6 things that drive away customers and suppliers
By Peter Theuri | August 5th 2020
Businesses are started with an aim of serving people who in turn pay for the goods and services to give the business owner profits.
Without good internal and external business environments, a business cannot succeed.
Suppliers, investors and consumers are some of the key cogs in any business wheels. So what are some of the turn offs that turn them away from your business?
1. Inconsistent quality
Customers will stick to a brand mainly due to its price and quality. And where the prices are almost even, almost everyone goes for what they feel is the higher quality.
A good business person knows that the sale of their products is hinged on the quality they offer and how consistent they can be while at it. A compromise on quality could see a business quickly hit rock bottom as customers seek the highest value for their money in terms of quality.
Also, what separates your business from the competition? Focus on that and highlight it.
2. Tarnishing competitors’ names
This is down to poor competition methodologies. A misplaced belief that success of a business is dependent on tarnishing the name of competitors and thus ruining their fortunes.
If this happens, then the customers are wont to take it as a smear campaign and are likely to lose trust in the product which thrives on spoiling the reputation of rivals.
When a business is advertising, they can refer to themselves as the best but not mention names of those they consider weaker, or even the specific weaknesses of their individual competitors alongside their names.
3. Failure to observe timelines on product delivery
This is common among service providers and is damaging to a business’ reputation. For example, In Kenya, this complacency is often associated with tailors.
Many of them have been seen to promise to have an article of clothing repaired or sewn by a certain date only to abandon the task once the owner is out of sight.
If one is unable to honour his or her timelines, there is a likelihood that customers will lose trust in the business and look for alternatives.
4. Poor customer service
It is always advisable that business people hire professionals to work in their businesses. An unprofessional task may end up ruining the reputation of a business.

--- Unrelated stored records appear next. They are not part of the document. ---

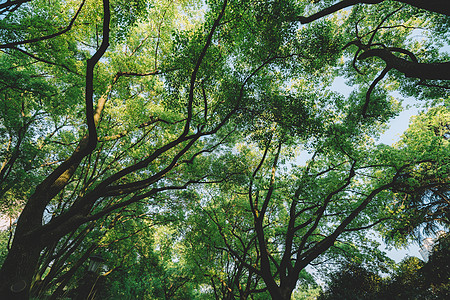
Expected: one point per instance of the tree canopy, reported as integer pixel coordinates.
(202, 149)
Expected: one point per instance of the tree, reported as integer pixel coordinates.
(155, 99)
(410, 279)
(421, 201)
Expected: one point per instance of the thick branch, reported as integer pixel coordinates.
(437, 71)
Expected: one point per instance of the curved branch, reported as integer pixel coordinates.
(46, 37)
(437, 71)
(371, 88)
(438, 6)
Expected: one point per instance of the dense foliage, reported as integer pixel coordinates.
(201, 147)
(411, 279)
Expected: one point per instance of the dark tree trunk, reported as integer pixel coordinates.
(18, 269)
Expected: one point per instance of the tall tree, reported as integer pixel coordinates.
(109, 104)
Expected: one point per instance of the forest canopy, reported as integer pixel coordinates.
(202, 149)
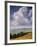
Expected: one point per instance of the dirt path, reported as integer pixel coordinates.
(28, 36)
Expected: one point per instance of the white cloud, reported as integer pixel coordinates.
(19, 18)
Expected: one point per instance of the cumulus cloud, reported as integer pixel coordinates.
(22, 18)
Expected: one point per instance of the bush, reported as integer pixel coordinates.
(14, 36)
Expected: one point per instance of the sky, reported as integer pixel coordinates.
(20, 16)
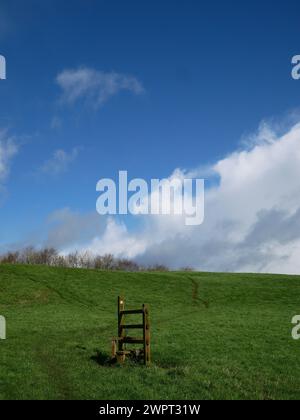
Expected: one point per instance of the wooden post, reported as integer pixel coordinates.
(121, 331)
(146, 335)
(114, 349)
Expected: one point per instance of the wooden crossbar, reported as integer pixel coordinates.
(119, 350)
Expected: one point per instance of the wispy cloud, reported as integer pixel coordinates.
(8, 149)
(95, 86)
(60, 161)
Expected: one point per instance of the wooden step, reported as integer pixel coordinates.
(131, 340)
(132, 312)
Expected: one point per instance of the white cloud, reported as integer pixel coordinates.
(8, 149)
(60, 161)
(252, 218)
(95, 86)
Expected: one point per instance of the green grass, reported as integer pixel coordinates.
(214, 336)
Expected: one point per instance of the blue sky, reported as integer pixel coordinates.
(210, 73)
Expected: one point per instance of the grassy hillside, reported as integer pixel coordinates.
(213, 335)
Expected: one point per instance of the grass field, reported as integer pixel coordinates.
(214, 336)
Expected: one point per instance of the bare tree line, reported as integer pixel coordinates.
(52, 258)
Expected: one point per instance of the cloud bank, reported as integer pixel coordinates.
(252, 220)
(60, 161)
(8, 149)
(95, 86)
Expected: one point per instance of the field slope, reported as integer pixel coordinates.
(214, 336)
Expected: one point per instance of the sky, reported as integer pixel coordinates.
(152, 87)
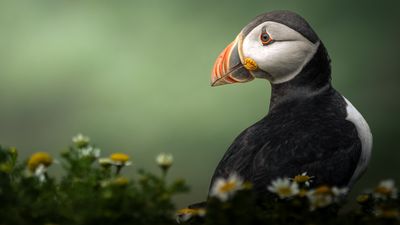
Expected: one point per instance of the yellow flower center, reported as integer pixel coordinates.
(303, 193)
(323, 190)
(187, 211)
(362, 198)
(383, 190)
(121, 181)
(284, 191)
(250, 64)
(119, 157)
(39, 158)
(228, 186)
(301, 178)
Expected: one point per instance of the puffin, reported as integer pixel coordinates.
(309, 127)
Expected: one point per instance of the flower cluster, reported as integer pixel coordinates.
(38, 163)
(298, 187)
(223, 188)
(31, 194)
(382, 201)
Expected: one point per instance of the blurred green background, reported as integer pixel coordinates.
(134, 76)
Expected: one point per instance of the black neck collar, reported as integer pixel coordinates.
(313, 79)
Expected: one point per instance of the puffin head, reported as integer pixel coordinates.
(275, 46)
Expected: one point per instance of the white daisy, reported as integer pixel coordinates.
(40, 172)
(319, 200)
(225, 188)
(284, 188)
(164, 160)
(80, 140)
(303, 179)
(185, 214)
(386, 189)
(89, 151)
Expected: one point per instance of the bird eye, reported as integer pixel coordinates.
(265, 38)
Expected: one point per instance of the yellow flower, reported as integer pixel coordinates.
(105, 162)
(302, 193)
(303, 179)
(39, 158)
(120, 159)
(284, 188)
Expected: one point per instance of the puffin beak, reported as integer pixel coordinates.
(228, 68)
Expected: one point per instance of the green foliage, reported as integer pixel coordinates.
(88, 193)
(92, 191)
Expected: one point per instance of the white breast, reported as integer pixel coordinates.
(365, 136)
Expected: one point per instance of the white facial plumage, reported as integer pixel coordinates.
(285, 57)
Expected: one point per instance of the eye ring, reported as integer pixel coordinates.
(265, 38)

Further, customers want to be listened to, treated respectfully and taken as a crucial element of a business.
If workers are untidy, for example, or insult the customers, the customers will reciprocate by opting to buy, and lobbying for, competitors’ goods and services.
If the employees are always on the phone or in office chatter and thus accord little attention to the customers, it is likely that the customers will escape.
“Attitude determines your altitude, if you have a bad attitude, even if you are way up there, you will come crashing down, and if you are still trying to take off, a bad attitude, will keep you on the ground, revving your engines but going nowhere,” says Dr Strive Masiyiwa, technology billionaire and philanthropist.
5. Being hard to contact
Customers, as well as suppliers and investors, want to feel that their voices can be readily heard and their concerns taken into account whenever.
As such, they will be happy shopping from a business where they know that the boss, or top employees, will be ready to listen to them and take into consideration their complaints, or appreciate their positive feedback.
A business owner who is inaccessible to the customers is a big discouragement to every person who wants to transact with the business and there is every chance that such customers will go out to search where they are listened to.
5. Unsafe premises
If you entered a banking hall and realised that the wall had a huge crack running from the roof down to the floor, there is chance you will not come back. If you heard a person was mugged right at the doorstep of your favourite shopping mall, I would not bet against you changing allegiances to a mall that is safer.
Every shopper wants to feel safe and comfortable, and to know that the owner of the business has done everything in their power to protect them (the customers) from possible danger.
Currently, the big issue is the pandemic. Do you think your customers feel safe visiting your premises?
6. Reluctance to adapt to market changes
A business that is not flexible enough to changes will surely lose appeal. With changing times and trends, one must be ready to adopt the newest trends that favour the customers.
Imagine walking into a shop that is adamant on selling phones made in the 1990s that lack internet connection among other basic applications such as phone camera, with the business owner convinced that because the phones sold well 20 years ago, they are still the right products to put on display?
Customers will chuckle and leave for what attracts them and carries a modern appeal. For a fact, people choose what is trendy and fashionable.